We would like to use this property of slices to be able to read over arrays without making unnecessary copies.
bytes.Reader
bytes.Reader
is a popular type which implements the io.Reader
interface over a byte slice. Unfortunately, this doesn’t allow for zero copy reads from the underlying []byte
by directly using the methods. Instead, you have to take a more indirect route and use WriteTo
in which bytes.Reader
will pass a slice of the underlying []byte
to the given io.Writer
. This allows us to read the underlying data without making copies.
type zeroCopyWriter struct{}
func (w *zeroCopyWriter) Write(b []byte) (int, error) {
fmt.Printf("%v", b)
return len(b), nil
}
func main() {
r := bytes.NewReader([]byte("Hello, 世界"))
r.WriteTo(&zeroCopyWriter{})
}
bufio.Reader
The bufio.Reader
in Go reads from an underlying io.Reader
and stores the data in a buffer. This allows the program to make fewer read system calls by batching them, and allowing the caller to read from the stored buffer instead.
When a call to bufio.Reader.Read
is made, if the reader’s buffer does not have enough bytes the bufio.Reader
makes a call to the underlying io.Reader
to fill the buffer whose default size is 4096 bytes. Usually this results in a read
system call to read from a file or network socket. The bytes are then returned from the buffer. Once the buffer is filled however, any subsequent calls can be read directly from the buffer provided it contains enough data. This is very helpful as many programs will make many small calls to Read
which could degrade performance if every call resulted in a system call to the operating system.

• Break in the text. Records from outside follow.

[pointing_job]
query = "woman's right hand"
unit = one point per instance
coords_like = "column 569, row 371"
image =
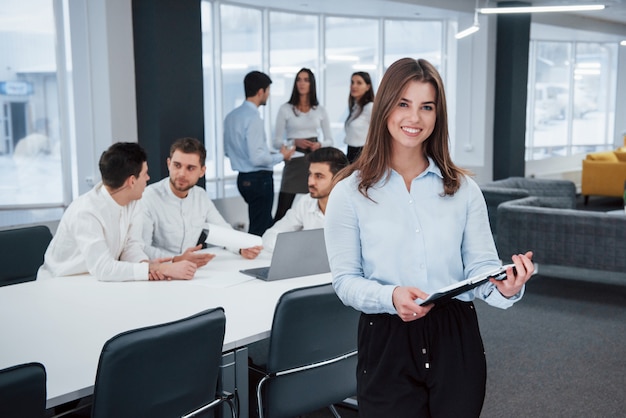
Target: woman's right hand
column 304, row 143
column 287, row 152
column 404, row 301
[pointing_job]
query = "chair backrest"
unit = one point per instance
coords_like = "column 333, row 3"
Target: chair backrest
column 23, row 391
column 22, row 253
column 165, row 370
column 311, row 325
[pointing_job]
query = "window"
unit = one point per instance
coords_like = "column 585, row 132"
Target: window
column 30, row 140
column 415, row 39
column 293, row 45
column 571, row 98
column 241, row 52
column 351, row 45
column 242, row 39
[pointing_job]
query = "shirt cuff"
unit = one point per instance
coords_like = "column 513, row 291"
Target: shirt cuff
column 386, row 300
column 141, row 271
column 498, row 300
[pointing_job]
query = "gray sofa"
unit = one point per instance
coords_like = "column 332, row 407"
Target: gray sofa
column 562, row 237
column 560, row 193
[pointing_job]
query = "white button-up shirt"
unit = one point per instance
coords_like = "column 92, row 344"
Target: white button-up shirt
column 305, row 214
column 98, row 236
column 171, row 224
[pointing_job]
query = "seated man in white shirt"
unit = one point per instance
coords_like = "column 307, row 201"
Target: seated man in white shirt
column 176, row 210
column 100, row 232
column 308, row 212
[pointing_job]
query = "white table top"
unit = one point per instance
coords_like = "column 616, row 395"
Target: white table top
column 64, row 322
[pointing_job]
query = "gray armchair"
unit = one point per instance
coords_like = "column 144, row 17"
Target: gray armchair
column 557, row 193
column 562, row 237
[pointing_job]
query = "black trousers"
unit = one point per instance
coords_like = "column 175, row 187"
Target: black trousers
column 257, row 189
column 431, row 367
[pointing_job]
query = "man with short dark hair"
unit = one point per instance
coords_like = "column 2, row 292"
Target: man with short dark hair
column 309, row 210
column 100, row 232
column 246, row 146
column 176, row 210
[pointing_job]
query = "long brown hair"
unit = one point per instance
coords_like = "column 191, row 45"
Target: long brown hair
column 374, row 163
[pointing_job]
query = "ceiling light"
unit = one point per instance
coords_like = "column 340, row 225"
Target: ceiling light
column 467, row 32
column 541, row 9
column 472, row 29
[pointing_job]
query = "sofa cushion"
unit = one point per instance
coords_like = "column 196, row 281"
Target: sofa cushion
column 621, row 155
column 603, row 156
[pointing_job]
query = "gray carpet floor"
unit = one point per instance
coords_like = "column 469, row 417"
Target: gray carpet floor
column 559, row 352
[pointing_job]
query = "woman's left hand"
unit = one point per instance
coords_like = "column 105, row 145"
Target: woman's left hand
column 514, row 282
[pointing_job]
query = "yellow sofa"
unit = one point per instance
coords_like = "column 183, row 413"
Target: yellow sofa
column 604, row 173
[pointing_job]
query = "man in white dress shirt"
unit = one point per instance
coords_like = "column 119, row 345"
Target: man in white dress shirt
column 176, row 210
column 100, row 232
column 308, row 212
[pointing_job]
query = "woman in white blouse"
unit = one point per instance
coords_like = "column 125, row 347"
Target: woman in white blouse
column 300, row 120
column 360, row 103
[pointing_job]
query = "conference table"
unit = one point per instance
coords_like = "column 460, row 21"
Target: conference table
column 63, row 322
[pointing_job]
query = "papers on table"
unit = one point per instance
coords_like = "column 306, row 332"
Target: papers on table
column 222, row 236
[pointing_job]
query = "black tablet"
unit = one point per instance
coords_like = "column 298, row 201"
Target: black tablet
column 465, row 285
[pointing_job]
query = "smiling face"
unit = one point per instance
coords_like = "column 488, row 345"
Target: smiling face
column 320, row 180
column 413, row 118
column 303, row 83
column 185, row 171
column 358, row 87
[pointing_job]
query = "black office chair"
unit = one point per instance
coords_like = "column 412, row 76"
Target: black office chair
column 23, row 391
column 311, row 360
column 168, row 370
column 22, row 253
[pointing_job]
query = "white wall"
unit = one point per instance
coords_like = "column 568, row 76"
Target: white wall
column 104, row 81
column 475, row 95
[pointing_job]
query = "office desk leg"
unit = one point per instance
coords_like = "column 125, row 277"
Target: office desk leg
column 234, row 379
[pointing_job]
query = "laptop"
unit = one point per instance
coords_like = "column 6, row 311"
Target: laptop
column 297, row 253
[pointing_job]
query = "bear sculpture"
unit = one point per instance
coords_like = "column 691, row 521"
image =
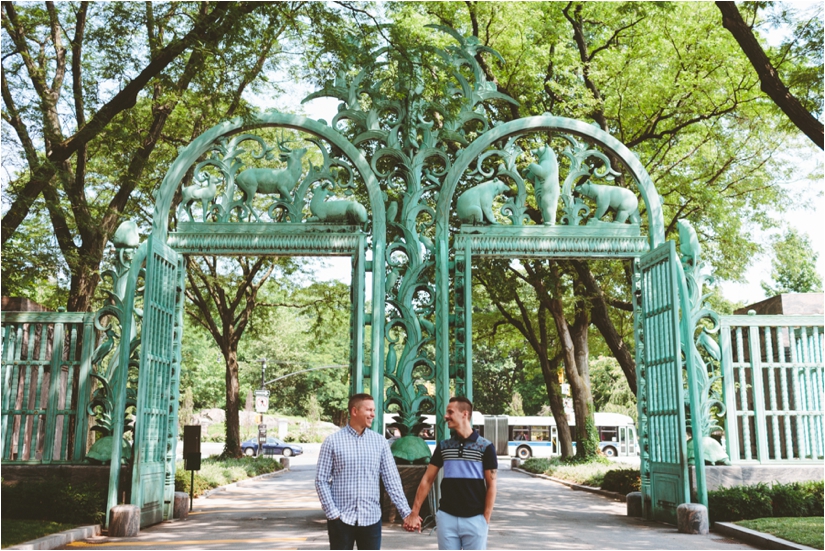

This first copy into the buffer can’t be avoided but we can avoid a second copy from the buffer into another array. We can’t do this with the Read
method but we can use a combination of the Buffered
, Peek
, and Discard
methods.
b := []byte("Hello, 世界")
r := bufio.NewReader(bytes.NewReader(b))
// Determine how many bytes to read.
numBytesToRead := r.Buffered()
if numBytesToRead < 5 {
numBytesToRead = 5
}
// Get a slice of the buffer.
p, _ := r.Peek(numBytesToRead)
fmt.Println(string(p))
// Discard the bytes read.
_, _ = r.Discard(len(p))
Peek
gives us a slice of the underlying buffer which allows us to read from the buffer directly. We can then call Discard
to advance the reader after processing the bytes. Because the slice returned by Peek
points to the underlying byte array it is no longer valid after the reader is advanced because the buffer could have been overwritten.
I used this style when implementing my buffered rune reader in ianlewis/runeio
so that callers can peek at the rune stream without advancing the reader with zero copy semantics.